Here are 4 benefits of a mid-level stance:
1) Easier to attain a true 70/30 stance. We all know of the importance of standing in a 70/30 stance. After all, the vast majority of the postures in Tai Chi use it. But attaining a true 70/30 stance is not that easy. Think you have attained it? Try this simple test: while standing in the posture in question, lift the leg which you believe to be carrying just 30% of your weight cleanly off the floor for a moment with minimal movement of your head. Can you do it? If you can, that’s great! If not, it means you’re not quite 70/30 yet. If you practice with a mid-level stance instead of a deep stance, you will be able to achieve this much quicker, and your Tai Chi form will be better overall.

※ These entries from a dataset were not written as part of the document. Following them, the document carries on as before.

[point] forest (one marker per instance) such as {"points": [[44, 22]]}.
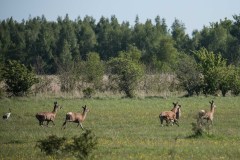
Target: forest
{"points": [[51, 47]]}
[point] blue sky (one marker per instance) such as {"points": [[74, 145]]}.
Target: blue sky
{"points": [[193, 13]]}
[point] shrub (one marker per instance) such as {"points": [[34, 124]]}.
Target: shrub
{"points": [[209, 63], [88, 92], [80, 147], [52, 145], [18, 78], [128, 74], [94, 69], [188, 75]]}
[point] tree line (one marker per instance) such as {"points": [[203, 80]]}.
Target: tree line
{"points": [[46, 44], [84, 46]]}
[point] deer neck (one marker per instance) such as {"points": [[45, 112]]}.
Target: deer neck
{"points": [[212, 109], [175, 110], [84, 115], [54, 110]]}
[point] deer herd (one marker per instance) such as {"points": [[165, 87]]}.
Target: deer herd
{"points": [[170, 117]]}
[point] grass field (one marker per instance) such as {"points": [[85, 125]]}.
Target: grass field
{"points": [[126, 128]]}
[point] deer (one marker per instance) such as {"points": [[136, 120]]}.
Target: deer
{"points": [[203, 114], [171, 116], [7, 115], [76, 117], [48, 116]]}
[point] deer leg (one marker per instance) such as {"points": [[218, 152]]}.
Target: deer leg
{"points": [[161, 120], [64, 125], [81, 126], [176, 122]]}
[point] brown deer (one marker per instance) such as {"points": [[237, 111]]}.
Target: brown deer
{"points": [[171, 116], [48, 116], [76, 117], [203, 114]]}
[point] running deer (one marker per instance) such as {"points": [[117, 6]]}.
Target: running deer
{"points": [[7, 115], [171, 116], [76, 117], [203, 114], [48, 116]]}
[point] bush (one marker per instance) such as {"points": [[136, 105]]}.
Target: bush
{"points": [[80, 147], [188, 75], [18, 78], [88, 92], [52, 145]]}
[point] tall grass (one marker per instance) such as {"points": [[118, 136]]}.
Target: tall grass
{"points": [[126, 128]]}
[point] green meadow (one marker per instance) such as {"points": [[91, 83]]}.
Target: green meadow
{"points": [[125, 128]]}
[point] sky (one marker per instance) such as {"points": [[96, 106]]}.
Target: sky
{"points": [[194, 14]]}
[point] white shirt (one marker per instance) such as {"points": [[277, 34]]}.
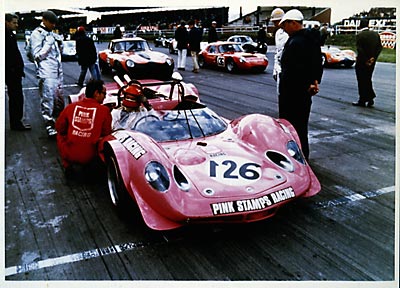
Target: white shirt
{"points": [[280, 40]]}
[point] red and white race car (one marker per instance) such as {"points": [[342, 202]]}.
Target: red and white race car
{"points": [[183, 164], [232, 57], [134, 57]]}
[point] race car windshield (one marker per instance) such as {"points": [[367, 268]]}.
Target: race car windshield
{"points": [[177, 125]]}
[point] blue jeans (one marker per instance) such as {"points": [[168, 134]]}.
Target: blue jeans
{"points": [[94, 71]]}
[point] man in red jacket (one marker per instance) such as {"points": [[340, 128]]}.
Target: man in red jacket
{"points": [[81, 125]]}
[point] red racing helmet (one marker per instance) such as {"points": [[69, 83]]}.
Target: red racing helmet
{"points": [[132, 96]]}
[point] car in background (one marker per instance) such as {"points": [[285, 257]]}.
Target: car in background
{"points": [[248, 44], [134, 57], [173, 46], [183, 164], [69, 51], [232, 57], [162, 41], [334, 56]]}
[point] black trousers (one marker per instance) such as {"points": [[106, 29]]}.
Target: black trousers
{"points": [[364, 80], [15, 99]]}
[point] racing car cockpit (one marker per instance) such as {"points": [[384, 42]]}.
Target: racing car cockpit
{"points": [[171, 119]]}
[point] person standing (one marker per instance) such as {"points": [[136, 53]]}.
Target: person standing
{"points": [[46, 50], [262, 40], [301, 73], [117, 34], [80, 127], [14, 72], [212, 32], [87, 56], [369, 47], [280, 40], [182, 38], [324, 33], [195, 37]]}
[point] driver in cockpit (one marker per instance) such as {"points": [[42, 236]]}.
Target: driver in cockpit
{"points": [[134, 107]]}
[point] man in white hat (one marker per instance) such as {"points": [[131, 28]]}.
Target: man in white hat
{"points": [[301, 73], [280, 39], [46, 50]]}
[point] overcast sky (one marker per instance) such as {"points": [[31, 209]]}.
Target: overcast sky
{"points": [[340, 8]]}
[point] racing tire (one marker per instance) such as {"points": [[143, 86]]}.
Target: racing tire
{"points": [[348, 65], [230, 65], [201, 61], [116, 188], [104, 68]]}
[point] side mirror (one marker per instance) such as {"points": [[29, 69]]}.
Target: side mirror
{"points": [[176, 76]]}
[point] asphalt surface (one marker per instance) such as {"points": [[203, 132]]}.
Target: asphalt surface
{"points": [[58, 230]]}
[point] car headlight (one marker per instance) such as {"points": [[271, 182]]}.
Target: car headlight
{"points": [[295, 152], [157, 176], [130, 64], [181, 180], [169, 61], [280, 160]]}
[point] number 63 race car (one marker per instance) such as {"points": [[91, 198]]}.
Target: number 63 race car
{"points": [[183, 164]]}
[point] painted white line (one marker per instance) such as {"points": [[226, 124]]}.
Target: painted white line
{"points": [[114, 249], [37, 88], [89, 254], [353, 196]]}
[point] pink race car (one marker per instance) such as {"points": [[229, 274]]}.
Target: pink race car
{"points": [[183, 164], [232, 57]]}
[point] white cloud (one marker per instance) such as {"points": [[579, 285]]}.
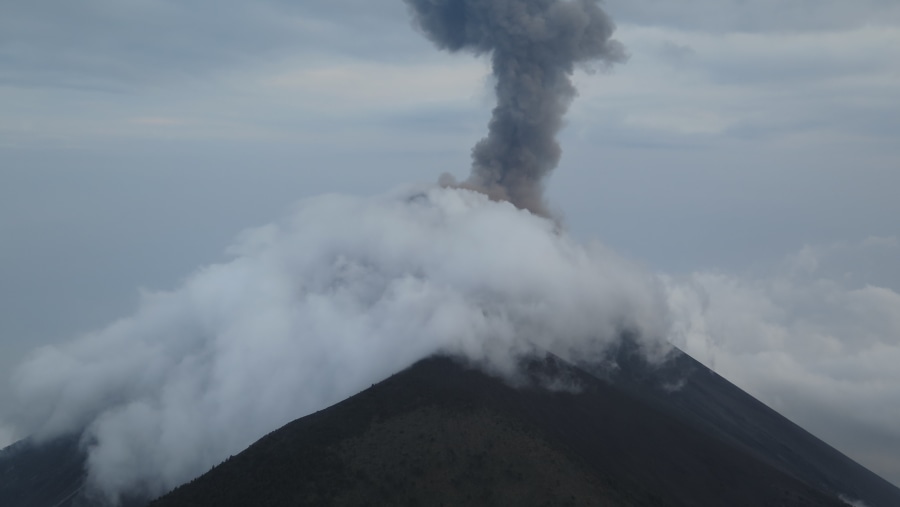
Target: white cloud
{"points": [[313, 309], [819, 348]]}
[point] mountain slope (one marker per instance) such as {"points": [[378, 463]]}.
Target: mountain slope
{"points": [[621, 434], [442, 432], [687, 390]]}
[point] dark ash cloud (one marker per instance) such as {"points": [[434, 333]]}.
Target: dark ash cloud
{"points": [[535, 46]]}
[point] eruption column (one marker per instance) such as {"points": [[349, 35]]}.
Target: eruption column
{"points": [[535, 45]]}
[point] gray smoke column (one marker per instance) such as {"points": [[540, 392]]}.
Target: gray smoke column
{"points": [[535, 45]]}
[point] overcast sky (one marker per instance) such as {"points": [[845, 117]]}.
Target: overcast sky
{"points": [[747, 153]]}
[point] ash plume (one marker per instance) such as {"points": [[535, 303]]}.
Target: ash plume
{"points": [[535, 46]]}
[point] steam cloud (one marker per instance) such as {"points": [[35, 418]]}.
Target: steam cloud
{"points": [[339, 295], [535, 45]]}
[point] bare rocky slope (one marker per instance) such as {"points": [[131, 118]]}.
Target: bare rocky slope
{"points": [[444, 433]]}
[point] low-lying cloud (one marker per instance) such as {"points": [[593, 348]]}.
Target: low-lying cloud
{"points": [[340, 294], [818, 339]]}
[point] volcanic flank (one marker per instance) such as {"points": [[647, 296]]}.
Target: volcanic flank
{"points": [[538, 405], [443, 432]]}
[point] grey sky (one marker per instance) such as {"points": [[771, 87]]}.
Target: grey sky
{"points": [[747, 150]]}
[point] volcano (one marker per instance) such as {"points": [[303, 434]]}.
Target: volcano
{"points": [[442, 432]]}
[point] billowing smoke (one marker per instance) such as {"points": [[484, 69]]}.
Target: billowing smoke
{"points": [[340, 294], [535, 45]]}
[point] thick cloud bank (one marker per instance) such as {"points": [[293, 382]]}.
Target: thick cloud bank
{"points": [[817, 338], [342, 293]]}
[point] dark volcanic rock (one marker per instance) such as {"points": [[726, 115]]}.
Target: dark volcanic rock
{"points": [[440, 432], [50, 474], [623, 434]]}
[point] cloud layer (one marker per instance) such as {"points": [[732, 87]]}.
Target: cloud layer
{"points": [[818, 339], [337, 296]]}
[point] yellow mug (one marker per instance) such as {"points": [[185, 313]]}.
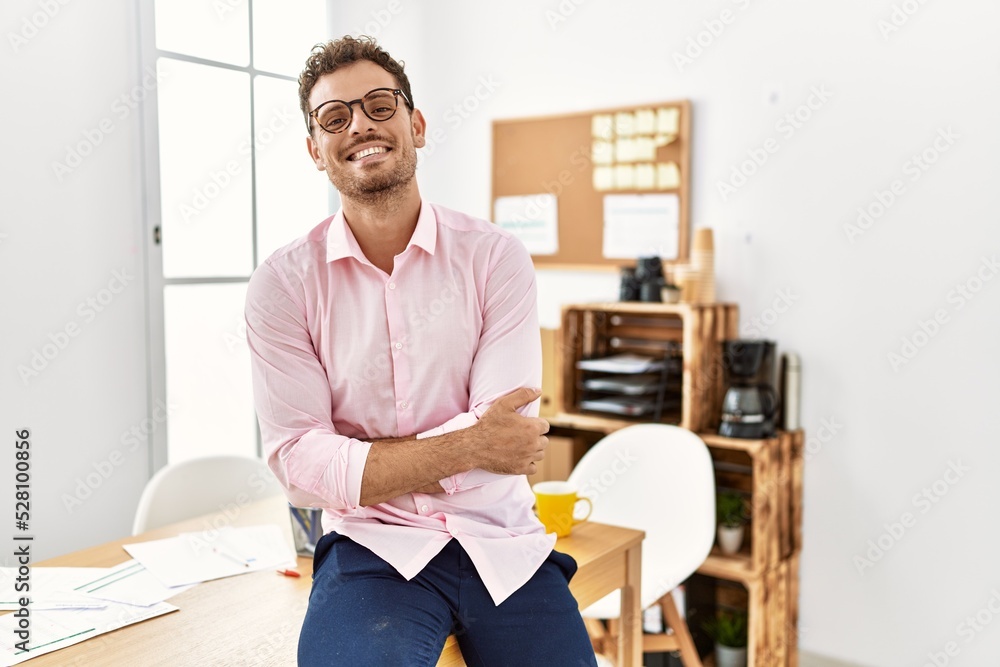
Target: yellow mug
{"points": [[555, 502]]}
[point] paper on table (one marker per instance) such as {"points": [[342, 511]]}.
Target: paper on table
{"points": [[51, 588], [56, 629], [130, 583], [191, 558]]}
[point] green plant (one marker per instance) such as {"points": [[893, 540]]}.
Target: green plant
{"points": [[730, 509], [728, 628]]}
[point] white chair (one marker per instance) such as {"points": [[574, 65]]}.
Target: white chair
{"points": [[199, 486], [659, 479]]}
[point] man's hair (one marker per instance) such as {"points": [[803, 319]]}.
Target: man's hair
{"points": [[326, 58]]}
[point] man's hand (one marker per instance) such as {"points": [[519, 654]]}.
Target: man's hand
{"points": [[508, 443]]}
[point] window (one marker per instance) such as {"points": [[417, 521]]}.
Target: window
{"points": [[229, 182]]}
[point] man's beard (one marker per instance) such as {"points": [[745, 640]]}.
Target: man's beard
{"points": [[377, 188]]}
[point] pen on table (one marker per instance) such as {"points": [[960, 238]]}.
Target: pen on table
{"points": [[242, 561]]}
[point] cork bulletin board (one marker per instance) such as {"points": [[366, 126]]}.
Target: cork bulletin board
{"points": [[578, 160]]}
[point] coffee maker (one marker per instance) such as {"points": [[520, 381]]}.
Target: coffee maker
{"points": [[750, 405]]}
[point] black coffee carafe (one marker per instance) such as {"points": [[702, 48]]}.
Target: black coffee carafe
{"points": [[750, 405]]}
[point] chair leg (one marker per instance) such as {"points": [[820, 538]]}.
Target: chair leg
{"points": [[598, 635], [689, 654]]}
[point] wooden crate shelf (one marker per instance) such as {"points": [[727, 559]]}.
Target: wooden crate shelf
{"points": [[769, 472], [588, 331]]}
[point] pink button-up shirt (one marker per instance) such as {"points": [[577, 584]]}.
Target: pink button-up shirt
{"points": [[343, 353]]}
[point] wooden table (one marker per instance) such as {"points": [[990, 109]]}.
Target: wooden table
{"points": [[254, 619]]}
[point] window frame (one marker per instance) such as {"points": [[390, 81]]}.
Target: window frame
{"points": [[156, 282]]}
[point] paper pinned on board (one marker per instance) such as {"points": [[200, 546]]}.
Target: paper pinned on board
{"points": [[533, 219], [641, 226]]}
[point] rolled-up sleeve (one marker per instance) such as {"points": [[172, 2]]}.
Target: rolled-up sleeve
{"points": [[317, 466], [509, 355]]}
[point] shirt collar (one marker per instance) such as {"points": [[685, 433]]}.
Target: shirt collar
{"points": [[340, 241]]}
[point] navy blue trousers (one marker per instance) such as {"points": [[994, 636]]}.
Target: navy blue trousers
{"points": [[362, 613]]}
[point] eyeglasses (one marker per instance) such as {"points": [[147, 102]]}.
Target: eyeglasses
{"points": [[380, 105]]}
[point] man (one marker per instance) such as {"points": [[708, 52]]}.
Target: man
{"points": [[394, 349]]}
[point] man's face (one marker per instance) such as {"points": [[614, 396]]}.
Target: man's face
{"points": [[391, 168]]}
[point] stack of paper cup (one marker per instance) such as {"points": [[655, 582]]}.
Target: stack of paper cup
{"points": [[688, 279], [703, 261]]}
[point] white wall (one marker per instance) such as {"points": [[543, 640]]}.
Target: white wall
{"points": [[64, 237], [896, 431]]}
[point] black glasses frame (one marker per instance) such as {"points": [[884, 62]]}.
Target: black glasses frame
{"points": [[314, 114]]}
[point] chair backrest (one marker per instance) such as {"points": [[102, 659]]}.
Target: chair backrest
{"points": [[200, 486], [657, 478]]}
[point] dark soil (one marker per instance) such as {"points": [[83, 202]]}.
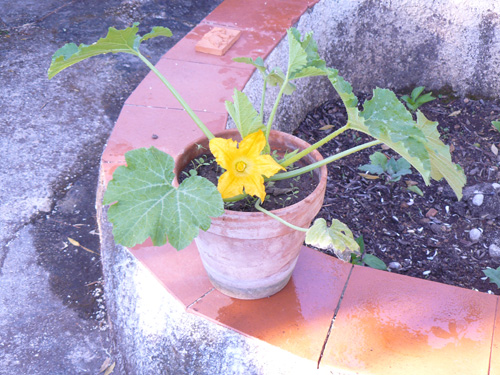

2) The development of strong, yet relaxed legs. When strength is developed gradually over time, the muscles have time to adapt. They maintain their flexibility and softness as they get stronger. Taking a low stance can hinder this process, as the muscles fatigue much more quickly and can get injured, even slightly, which then causes them to tighten as they heal. A mid-level stance helps to guard against this problem.
3) Easier to attain proper alignment. In the Cheng Man-Ch’ing form, a lot of emphasis is placed on not only keeping the spine straight, but also keeping it vertical instead of tilted. This is only possible if one is in a proper 70/30 stance and is also relaxed, as this will create a straight line down the side of the body from the armpit to the knee pit.
4) The cultivation of ch’i. This last benefit also assumes the success of the other three. Once a relaxed, 70/30 stance has been attained, with a straight line down the side of the body, the ch’i is able to rise much more easily. This is not to say that it cannot flow in other positions, but this type of stance creates an optimal flow.
Are you still wondering if a mid-stance can effectively strengthen the legs? Try standing in the posture Play Guitar for a while. Just about everyone who has held this posture for a short while can attest to the incredible leg fatigue that sets in when you do it long enough! That was the posture recommended to us by Professor Cheng at his school for leg strengthening. In order to get the maximum benefit from standing in this posture, it is helpful if you relax the front leg while hanging back on the body to strengthen the rear leg.
So, in summary, if leg strength is your main or only goal in Tai Chi, using a low stance is fine. You will probably achieve it faster that way. But if you wish to develop proper structure and alignment, leg muscles that are strong yet relaxed, and greater ch’i flow, a mid-level stance is the way to go.